08 settembre 2011

N.I.P.A.F. IMPERIA : Arrestato un pastore : è l'incendiario seriale di Cipressa. Sequestrati diversi inneschi


CFS.png

UIL CFS INCENDIARIO PIROMANE ARRESTATO IMPERIAUn pastore imperiese, di 40 anni, Andrea Giordano, e' stato arrestato dagli agenti della Forestale, su ordine di custodia cautelare a firma del gip del tribunale di Imperia, con l'accusa di incendio boschivo doloso. Si tratta della conclusione delle attività di indagine condotte dal Nucleo Investigativo di Polizia Ambientale del Corpo Forestale dello Stato di Imperia. I fatti risalgono allo scorso 19 agosto, quando divampa un primo incendio boschivo in località Cava Littardi.


Il veloce intervento degli agenti permette di individuare i resti degli ordigni utilizzati dall’incendiario per appiccare il fuoco in più punti lungo il fianco della montagna. Il 23 agosto, un altro incendio interessa località Fossarelli, sempre nella zona della cava Littardi, tra Cipressa e Pietrabruna. Anche questa volta vengono trovati gli inneschi che hanno scatenato il rogo. I sospetti degli investigatori si concentrano su un allevatore della zona.


Il 29 agosto, all'alba, l’accelerazione alle indagini: su disposizione del pm, Alessandro Bogliolo, scatta il blitz della Forestale, in località Avreghi, nel Comune di Cipressa. Gli agenti fanno irruzione nell’abitazione e negli altri locali di proprietà dell'uomo, alla ricerca di ordigni incendiari e inneschi realizzati per appiccare dolosamente incendi boschivi nell’area al confine tra i comuni di Cipressa e Pietrabruna.

Nei magazzini di Giordano sono stati trovati almeno una dozzina di inneschi già pronti per l’uso più le materie prime sufficienti per realizzarne molti altri. Nascosto un po’ ovunque c’era materiale già pronto per distruggere i boschi della zona. Si tratta di micidiali ordigni dello stesso tipo di quelli ritrovati e messi sotto sequestro dagli Agenti della Forestale nella zona di Cava Littardi, durante gli incendi del 19 e del 23 agosto scorso. Una firma inconfondibile che ha inchiodato il pastore che gli investigatori della Forestale ritengono autore di numerosi incendi boschivi dolosi che hanno colpito il territorio tra Pietrabruna e Cipressa.

La tecnica dell’incendiario seriale era sempre la stessa: di notte o alle prime luci dell’alba, si recava a piedi nella zona di Cava Littardi, posizionando numerosi inneschi che avevano una sorta di semplice, ma assai efficace, timer, che ne permetteva un’accensione scaglionata nel tempo.

Proprio per la tecnica usata, gli incendi da lui appiccati risultavano tra i più pericolosi per l’incolumità degli operatori antincendio.

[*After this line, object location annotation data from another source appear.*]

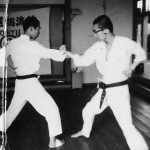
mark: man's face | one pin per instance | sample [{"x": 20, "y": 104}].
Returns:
[
  {"x": 99, "y": 33},
  {"x": 35, "y": 32}
]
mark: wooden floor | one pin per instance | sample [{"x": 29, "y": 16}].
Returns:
[{"x": 29, "y": 131}]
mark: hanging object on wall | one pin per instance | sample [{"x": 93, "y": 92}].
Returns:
[{"x": 75, "y": 12}]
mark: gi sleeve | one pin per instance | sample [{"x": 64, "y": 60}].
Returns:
[
  {"x": 139, "y": 52},
  {"x": 54, "y": 54},
  {"x": 86, "y": 59}
]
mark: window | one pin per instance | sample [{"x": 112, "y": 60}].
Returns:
[{"x": 141, "y": 26}]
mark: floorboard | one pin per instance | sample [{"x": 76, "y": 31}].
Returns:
[{"x": 29, "y": 131}]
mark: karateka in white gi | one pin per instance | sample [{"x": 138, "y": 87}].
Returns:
[
  {"x": 112, "y": 55},
  {"x": 26, "y": 54}
]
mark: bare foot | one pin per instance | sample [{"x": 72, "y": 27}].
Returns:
[{"x": 77, "y": 134}]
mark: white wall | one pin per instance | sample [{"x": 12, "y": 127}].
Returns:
[{"x": 119, "y": 11}]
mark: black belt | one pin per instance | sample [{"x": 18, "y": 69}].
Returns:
[
  {"x": 27, "y": 76},
  {"x": 104, "y": 86}
]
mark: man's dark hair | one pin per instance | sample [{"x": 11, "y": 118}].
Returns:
[
  {"x": 104, "y": 22},
  {"x": 30, "y": 21}
]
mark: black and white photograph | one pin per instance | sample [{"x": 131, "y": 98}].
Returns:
[{"x": 74, "y": 74}]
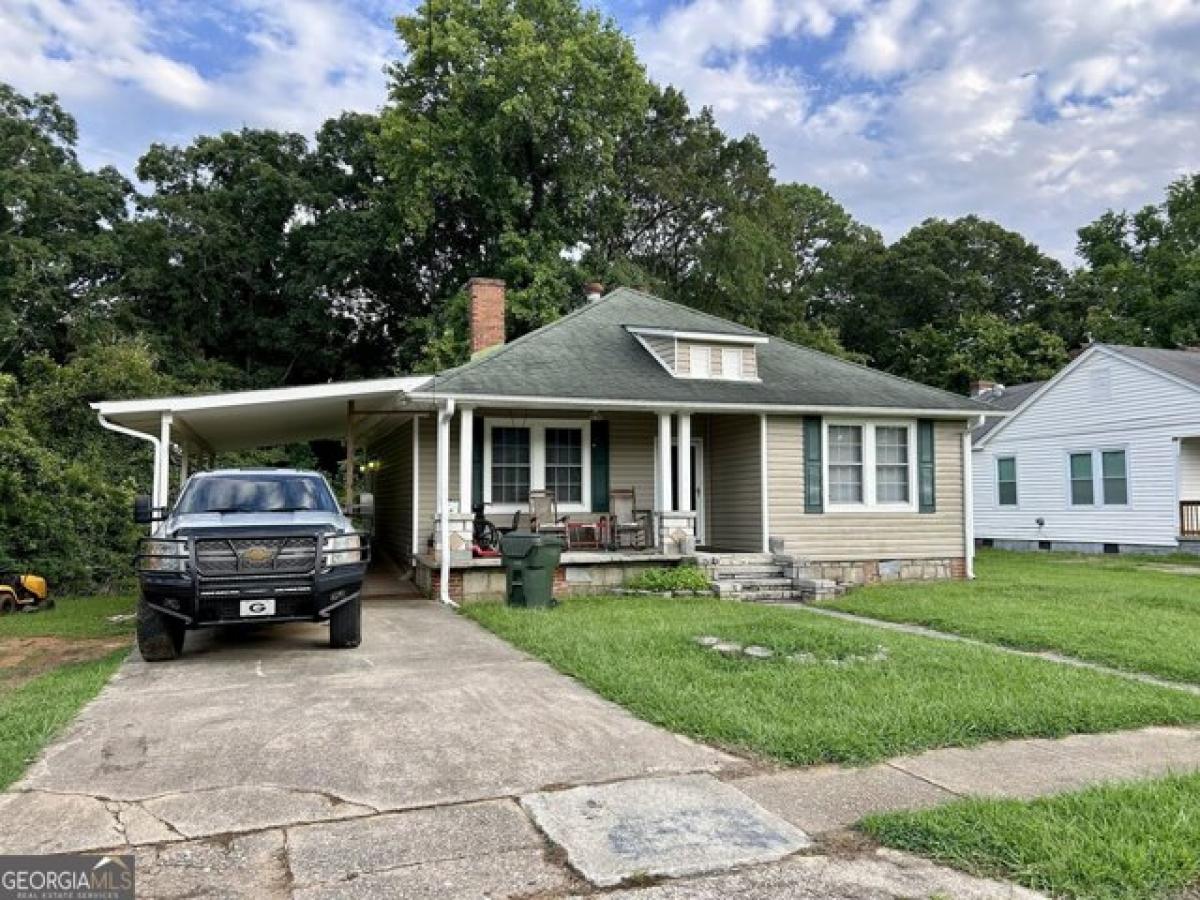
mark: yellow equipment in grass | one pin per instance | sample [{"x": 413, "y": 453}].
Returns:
[{"x": 23, "y": 593}]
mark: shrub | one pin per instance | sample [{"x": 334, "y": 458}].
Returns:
[{"x": 683, "y": 577}]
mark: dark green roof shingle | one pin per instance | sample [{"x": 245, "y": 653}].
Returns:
[{"x": 589, "y": 354}]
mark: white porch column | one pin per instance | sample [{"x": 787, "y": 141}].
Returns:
[
  {"x": 443, "y": 498},
  {"x": 683, "y": 502},
  {"x": 466, "y": 445},
  {"x": 967, "y": 505},
  {"x": 162, "y": 462},
  {"x": 664, "y": 502}
]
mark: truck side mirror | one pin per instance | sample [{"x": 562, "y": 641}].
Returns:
[{"x": 143, "y": 509}]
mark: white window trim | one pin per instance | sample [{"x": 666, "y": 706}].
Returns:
[
  {"x": 1017, "y": 480},
  {"x": 869, "y": 502},
  {"x": 538, "y": 460},
  {"x": 1097, "y": 455}
]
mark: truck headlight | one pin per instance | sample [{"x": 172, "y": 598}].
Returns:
[
  {"x": 343, "y": 550},
  {"x": 159, "y": 556}
]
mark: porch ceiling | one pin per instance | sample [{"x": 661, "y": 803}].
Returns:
[{"x": 249, "y": 419}]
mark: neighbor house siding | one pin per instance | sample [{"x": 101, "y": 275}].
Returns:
[
  {"x": 394, "y": 492},
  {"x": 864, "y": 535},
  {"x": 1105, "y": 402},
  {"x": 735, "y": 498}
]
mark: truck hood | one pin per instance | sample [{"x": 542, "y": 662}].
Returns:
[{"x": 305, "y": 520}]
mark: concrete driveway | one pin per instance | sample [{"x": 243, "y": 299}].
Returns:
[{"x": 269, "y": 766}]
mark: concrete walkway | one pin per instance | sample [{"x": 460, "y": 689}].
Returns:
[
  {"x": 925, "y": 631},
  {"x": 438, "y": 761}
]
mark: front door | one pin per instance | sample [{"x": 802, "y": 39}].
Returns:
[{"x": 697, "y": 483}]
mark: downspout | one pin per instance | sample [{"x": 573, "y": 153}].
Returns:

Questi rudimentali timer permettevano infatti l’accensione di nuovi focolai a distanza di centinaia di metri, rischiando di circondare agenti, volontari o vigili del fuoco. gli investigatori ritengono che gli episodi imputati al pastore non siano casi isolati, ma eventi sistematici nei boschi della zona di Cava Littardi.

Negli ultimi anni però la maggiore tempestività di intervento del personale a terra e l’aiuto degli elicotteri ha permesso di circoscrivere rapidamente alcuni focolai e di ritrovare quindi alcuni inneschi incombusti. Da qui le indagini hanno
preso la giusta direzione. Nei giorni scorsi il tempestivo intervento di tutto il sistema di contrasto agli incendi boschivi aveva impedito a Giordano di bruciare tutta l’area che aveva come obiettivo.

C’era quindi la reale minaccia di nuovi possibili tentativi che gli investigatori della Forestale ritenevano molto vicini a causa delle condizioni climatiche favorevoli. Il 29 agosto gli uomini del Corpo Forestale dello Stato si sono presentati a casa del GIORDANO ed hanno trovato gli ordigni già pronti per scatenare un inferno di fuoco sulle colline.